The head of the International Monetary Fund (IMF), Christine Lagarde, issued the gravest warning yet on the state of the UK economy on Tuesday, indicating that as far as the IMF is concerned Britain stands right on the edge of financial and social collapse.
In the IMF report on the British economy she went out of her way to praise Cameron and Osborne for their slash and burn policy towards the welfare state and the massive job losses in the public sector saying that deficit reduction was ‘essential’ in the medium term — Lagarde even claimed that she ‘shivered’ at the mere thought of what would have happened if they had not embarked on this road.
But if she was shivering over this thought she is positively hysterical at the thought of where these policies are inevitably leading.
After praising the coalition she damned them with the simple fact that none of these measures have worked in rescuing British capitalism from the prospect of bankruptcy.
Far from somehow promoting ‘growth’ in the economic system the cuts have inevitably accelerated the downward spiral into complete economic collapse.
Not that Lagarde or the report put it so bluntly, in a coded message she said: ‘Growth is too slow and unemployment, including youth unemployment, is too high. Policies to bolster demand before low growth becomes entrenched are needed.’
She added that if such policies were not adopted, and adopted very quickly, then ‘Britain will pay a heavy long-term price.’
If you strip out the political pats on the head for Cameron and the coalition what remains is the plea for an immediate turn to the mythical Plan B.
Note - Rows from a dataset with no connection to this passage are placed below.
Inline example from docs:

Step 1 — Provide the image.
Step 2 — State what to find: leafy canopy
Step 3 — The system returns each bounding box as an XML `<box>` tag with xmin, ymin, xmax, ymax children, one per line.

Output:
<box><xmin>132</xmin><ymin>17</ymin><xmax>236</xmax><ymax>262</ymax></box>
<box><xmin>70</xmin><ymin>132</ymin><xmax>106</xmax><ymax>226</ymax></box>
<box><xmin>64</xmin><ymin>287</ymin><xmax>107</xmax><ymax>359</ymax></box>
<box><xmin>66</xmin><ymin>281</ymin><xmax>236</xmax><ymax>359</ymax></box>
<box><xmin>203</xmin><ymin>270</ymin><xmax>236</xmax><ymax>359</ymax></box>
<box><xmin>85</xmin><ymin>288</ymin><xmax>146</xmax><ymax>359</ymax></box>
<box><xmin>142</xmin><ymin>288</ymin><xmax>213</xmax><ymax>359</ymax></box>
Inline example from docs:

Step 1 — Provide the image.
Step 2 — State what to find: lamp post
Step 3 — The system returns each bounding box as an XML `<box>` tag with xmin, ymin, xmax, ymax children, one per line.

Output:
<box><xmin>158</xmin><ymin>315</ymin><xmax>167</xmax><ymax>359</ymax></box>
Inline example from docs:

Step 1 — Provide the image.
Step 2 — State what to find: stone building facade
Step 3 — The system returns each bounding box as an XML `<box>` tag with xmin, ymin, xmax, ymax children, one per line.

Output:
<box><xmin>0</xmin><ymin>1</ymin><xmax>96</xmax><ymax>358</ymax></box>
For the IMF this amounts to increased government spending on infrastructure projects to promote employment and growth, the money for this to be found through the Bank of England embarking on a further round of quantitative easing, greatly accelerating the plans it already has for electronically conjuring up £325 billion out of thin air.
At the same time the IMF urged temporary tax cuts and a cut in interest rates.
This plea by the IMF for a turn to a Plan B is a mark of the desperate situation facing world capitalism and the cataclysmic effect it is having on the weak British economy.
Creating worthless electronic money in an attempt to buy a way out of a terminal economic crash can only lead to massive hyper-inflation where entire currencies become worthless overnight.
This is the great fear expressed by the German bourgeoisie who are now head on in conflict with the IMF and absolutely resolute in demanding that cuts of the most savage kind offer the only hope for capitalism.
What drives Lagarde and the IMF to risk such a catastrophe is their terror of the revolutionising effect the crisis is having on the working class and especially on the youth who are bearing the full brunt through massive levels of unemployment.
Since last Christmas Lagarde has been consistently warning of the dangers of revolution throughout Europe as workers and young people refuse to sit back and accept the destruction of their lives and their future in order to bail-out the banks.
The reality is that there is no way out for capitalism in Britain or throughout the world other than to make workers, youth and the poor pay for the crisis in blood.
The only solution for the working class is to put an end to this bankrupt system once and for all.
In Britain this means that workers must immediately demand that the trade union leaders call an indefinite general strike to kick out this government and advance to a workers government and socialism.